Yes, that is one of the reasons we did this!

The initial implementation only allowed for one script to be called (the
"notification-agent" property), but we quickly found out that someone
might need to email an administrator, notify nova-compute, and do other
types of handling as well. Making someone write one script that did
everything would be too complicated and error-prone (and unsupportable).
So we abandoned "notification-agent" and went with this new approach.

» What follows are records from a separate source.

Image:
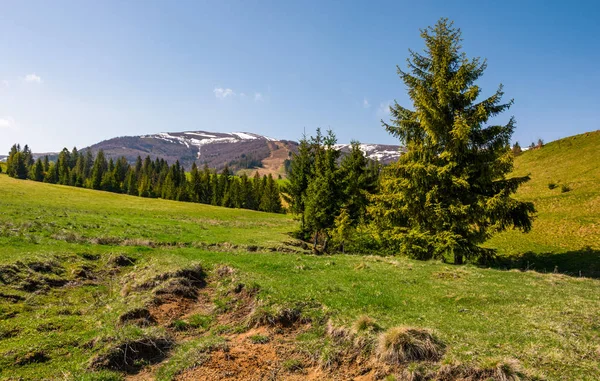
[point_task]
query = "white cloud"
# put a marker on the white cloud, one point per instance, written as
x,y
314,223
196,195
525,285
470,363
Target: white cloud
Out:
x,y
384,109
7,122
223,93
33,78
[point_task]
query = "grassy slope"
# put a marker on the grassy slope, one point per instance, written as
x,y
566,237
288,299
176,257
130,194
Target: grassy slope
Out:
x,y
550,323
567,230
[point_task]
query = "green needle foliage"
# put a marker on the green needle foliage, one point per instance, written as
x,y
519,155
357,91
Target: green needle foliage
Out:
x,y
449,192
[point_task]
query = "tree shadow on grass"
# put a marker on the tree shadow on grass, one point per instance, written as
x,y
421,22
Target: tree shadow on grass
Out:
x,y
579,263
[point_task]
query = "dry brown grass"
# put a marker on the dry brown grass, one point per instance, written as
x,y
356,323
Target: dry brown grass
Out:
x,y
405,344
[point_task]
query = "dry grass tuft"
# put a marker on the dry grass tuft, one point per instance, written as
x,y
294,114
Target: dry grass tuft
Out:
x,y
365,323
505,370
405,344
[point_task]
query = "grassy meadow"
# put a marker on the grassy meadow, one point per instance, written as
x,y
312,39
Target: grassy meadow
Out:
x,y
74,261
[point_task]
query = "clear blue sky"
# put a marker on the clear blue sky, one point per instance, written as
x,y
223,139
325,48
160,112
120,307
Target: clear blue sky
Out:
x,y
77,72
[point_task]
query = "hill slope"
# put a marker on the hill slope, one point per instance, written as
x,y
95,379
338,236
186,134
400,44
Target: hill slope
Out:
x,y
566,232
89,278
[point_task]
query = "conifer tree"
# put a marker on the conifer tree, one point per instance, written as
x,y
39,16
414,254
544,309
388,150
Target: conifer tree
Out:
x,y
323,196
46,163
271,199
517,150
37,174
257,190
299,174
51,175
98,170
449,192
356,183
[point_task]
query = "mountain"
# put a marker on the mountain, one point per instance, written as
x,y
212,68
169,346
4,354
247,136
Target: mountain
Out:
x,y
238,150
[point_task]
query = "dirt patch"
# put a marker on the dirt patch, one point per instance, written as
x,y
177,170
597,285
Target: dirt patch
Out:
x,y
46,267
11,274
138,316
11,297
122,260
32,357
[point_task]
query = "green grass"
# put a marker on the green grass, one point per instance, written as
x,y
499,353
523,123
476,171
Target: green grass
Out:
x,y
550,323
566,233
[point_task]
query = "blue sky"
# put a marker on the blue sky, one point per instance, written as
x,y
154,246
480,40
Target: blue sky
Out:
x,y
77,72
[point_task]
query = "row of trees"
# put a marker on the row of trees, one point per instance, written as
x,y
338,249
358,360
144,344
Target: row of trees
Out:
x,y
148,178
449,192
446,195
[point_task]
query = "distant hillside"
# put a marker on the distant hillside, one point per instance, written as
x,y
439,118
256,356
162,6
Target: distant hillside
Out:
x,y
568,220
238,150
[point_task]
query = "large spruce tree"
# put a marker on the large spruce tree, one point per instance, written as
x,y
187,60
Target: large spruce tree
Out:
x,y
449,192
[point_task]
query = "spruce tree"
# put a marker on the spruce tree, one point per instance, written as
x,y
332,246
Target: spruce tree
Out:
x,y
299,174
98,170
449,192
323,195
37,174
356,184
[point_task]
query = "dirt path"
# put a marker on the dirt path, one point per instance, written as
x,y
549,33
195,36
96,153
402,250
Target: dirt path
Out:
x,y
274,163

Coordinate with Andrew Beekhof for the nova-compute alert script, as he
already has some ideas for that.

> Although even if that's possible, maybe there are good reasons to stay
> with the fencing_topology approach?
> 
> Within the same OpenStack compute node HA scenario, it strikes me that
> this could be used to invoke "nova service-disable" when the
> nova-compute service crashes on a compute node and then fails to
> restart.  This would eliminate the window in between the crash and the
> nova server timing out the nova-compute service - during which it
> would otherwise be possible for nova-scheduler to attempt to schedule
> new VMs on the compute node with the crashed nova-compute service.
> 
> IIUC, this is one area where masakari is currently more sophisticated
> than the approach based on OCF RAs:
> 
> https://github.com/ntt-sic/masakari/blob/master/docs/evacuation_patterns.md#evacuation-patterns
> 
> Does that make sense?

Maybe. The script would need to be able to determine based on the
provided environment variables whether it's in that situation or not.